The Real World Effect Of That Big Flaming Ball Of Gas In The Sky

Secondary to my previous post, here's the joy of it all.

Industrial production was released today. Here's the result:

IP has been working down a bit for months. The blue line is the index, the red line is the YoY. The green line is real retail YoY. We're not QUITE in a recession yet, and hopefully we won't get there, but the reason we are not was the giveback on the gas. That gave consumers enough back to get them through another bad winter with more margin. But we are right on the line. I expect IP to rebound slightly in May - the latest report is

Rail confirms this but may be giving my May rebound theory the raspberry:
 For the first 18 weeks of 2015, U.S. railroads reported cumulative volume of 5,043,559 carloads, down 1.8 percent from the same point last year; and 4,679,513 intermodal units, up 1.7 percent from last year.
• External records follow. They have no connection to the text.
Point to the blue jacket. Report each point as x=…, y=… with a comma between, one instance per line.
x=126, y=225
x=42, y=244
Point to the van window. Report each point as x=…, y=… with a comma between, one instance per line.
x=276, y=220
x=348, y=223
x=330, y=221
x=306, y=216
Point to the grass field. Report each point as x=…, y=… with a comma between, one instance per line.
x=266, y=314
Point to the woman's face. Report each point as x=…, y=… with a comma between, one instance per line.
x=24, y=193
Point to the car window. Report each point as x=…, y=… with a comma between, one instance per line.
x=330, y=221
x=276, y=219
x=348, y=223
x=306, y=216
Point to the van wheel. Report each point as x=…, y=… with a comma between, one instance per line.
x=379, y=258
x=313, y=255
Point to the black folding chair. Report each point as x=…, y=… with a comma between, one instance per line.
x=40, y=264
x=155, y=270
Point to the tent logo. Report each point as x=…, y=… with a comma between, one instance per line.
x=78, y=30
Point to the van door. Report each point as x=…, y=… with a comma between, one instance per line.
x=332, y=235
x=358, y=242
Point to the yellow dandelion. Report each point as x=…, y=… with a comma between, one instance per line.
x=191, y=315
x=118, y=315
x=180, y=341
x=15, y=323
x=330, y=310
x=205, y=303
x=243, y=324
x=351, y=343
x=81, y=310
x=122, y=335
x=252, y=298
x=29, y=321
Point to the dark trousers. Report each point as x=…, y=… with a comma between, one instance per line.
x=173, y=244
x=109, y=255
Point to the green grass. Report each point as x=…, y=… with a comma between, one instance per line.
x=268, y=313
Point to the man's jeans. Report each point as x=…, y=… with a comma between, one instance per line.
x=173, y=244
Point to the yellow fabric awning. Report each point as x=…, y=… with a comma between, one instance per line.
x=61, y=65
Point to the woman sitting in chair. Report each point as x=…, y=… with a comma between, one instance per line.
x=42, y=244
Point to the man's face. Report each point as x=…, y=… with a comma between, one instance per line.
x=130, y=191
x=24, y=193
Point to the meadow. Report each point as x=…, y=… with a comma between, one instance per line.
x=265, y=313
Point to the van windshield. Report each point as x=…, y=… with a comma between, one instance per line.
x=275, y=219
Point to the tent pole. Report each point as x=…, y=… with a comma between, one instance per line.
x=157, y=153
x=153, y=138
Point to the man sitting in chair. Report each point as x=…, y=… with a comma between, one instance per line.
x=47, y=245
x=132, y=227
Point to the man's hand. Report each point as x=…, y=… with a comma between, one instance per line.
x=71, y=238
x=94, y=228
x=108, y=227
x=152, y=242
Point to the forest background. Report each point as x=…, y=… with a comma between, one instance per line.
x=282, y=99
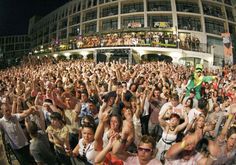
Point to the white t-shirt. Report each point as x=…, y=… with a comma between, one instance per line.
x=135, y=161
x=89, y=151
x=193, y=113
x=178, y=109
x=192, y=161
x=14, y=131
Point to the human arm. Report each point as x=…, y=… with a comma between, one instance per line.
x=27, y=112
x=177, y=148
x=101, y=155
x=162, y=122
x=184, y=124
x=100, y=131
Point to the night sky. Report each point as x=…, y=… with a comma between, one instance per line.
x=15, y=14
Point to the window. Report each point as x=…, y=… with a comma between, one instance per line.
x=90, y=27
x=189, y=23
x=159, y=5
x=228, y=2
x=229, y=13
x=214, y=26
x=78, y=7
x=213, y=10
x=128, y=20
x=109, y=24
x=90, y=15
x=131, y=8
x=75, y=20
x=109, y=11
x=160, y=18
x=63, y=24
x=187, y=7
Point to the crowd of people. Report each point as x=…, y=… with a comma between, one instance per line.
x=79, y=112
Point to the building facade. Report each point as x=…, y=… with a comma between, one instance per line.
x=187, y=31
x=12, y=48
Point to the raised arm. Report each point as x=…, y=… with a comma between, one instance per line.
x=100, y=131
x=163, y=123
x=228, y=121
x=102, y=155
x=184, y=124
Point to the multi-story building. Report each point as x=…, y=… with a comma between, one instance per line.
x=13, y=47
x=187, y=31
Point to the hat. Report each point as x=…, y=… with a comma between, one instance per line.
x=199, y=68
x=56, y=115
x=47, y=102
x=92, y=100
x=192, y=90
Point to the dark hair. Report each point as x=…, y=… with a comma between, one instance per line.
x=90, y=119
x=175, y=97
x=90, y=126
x=56, y=115
x=92, y=100
x=48, y=101
x=191, y=102
x=119, y=118
x=148, y=139
x=32, y=128
x=231, y=131
x=175, y=115
x=202, y=103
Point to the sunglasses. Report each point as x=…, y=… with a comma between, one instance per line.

Total combined U.S. traffic for the first 18 weeks of 2015 was 9,723,072 carloads and intermodal units, a decrease of 0.1 percent compared to last year.
Here's the graph - we've been weakening recently:

That blue line is just failing to green shoot, and this goes through May 9th. Rail was hard to read this year, because of course the port strike slowed things, and then there was a rebound, so one had to just sit and wait for all of that to work itself out of the system to confirm a trend.

Now, I still believe there is the economic space to get out of this without recession. Nor am I surprised, because honestly the direction of CMI does show tightness. But it is not the time to be loading the economy down with ANY more regulatory mandates, and ACA changes have truly had a very adverse effect on many families. Consumer Units. 

This is all quite dire for China, which usually gets a May uplift from the US retail cycle, and may not get that much of one this year. China's economy looks really weak.

A close-up on that mug shot:
The red, graphed on the right scale, is IP YoY. The green real retail YoY.

I was trying to find the reason for the real stresses seen in NACM CMI, and one of the things I came up with is the sharply increased electricity costs for some regions, combined with a bad winter.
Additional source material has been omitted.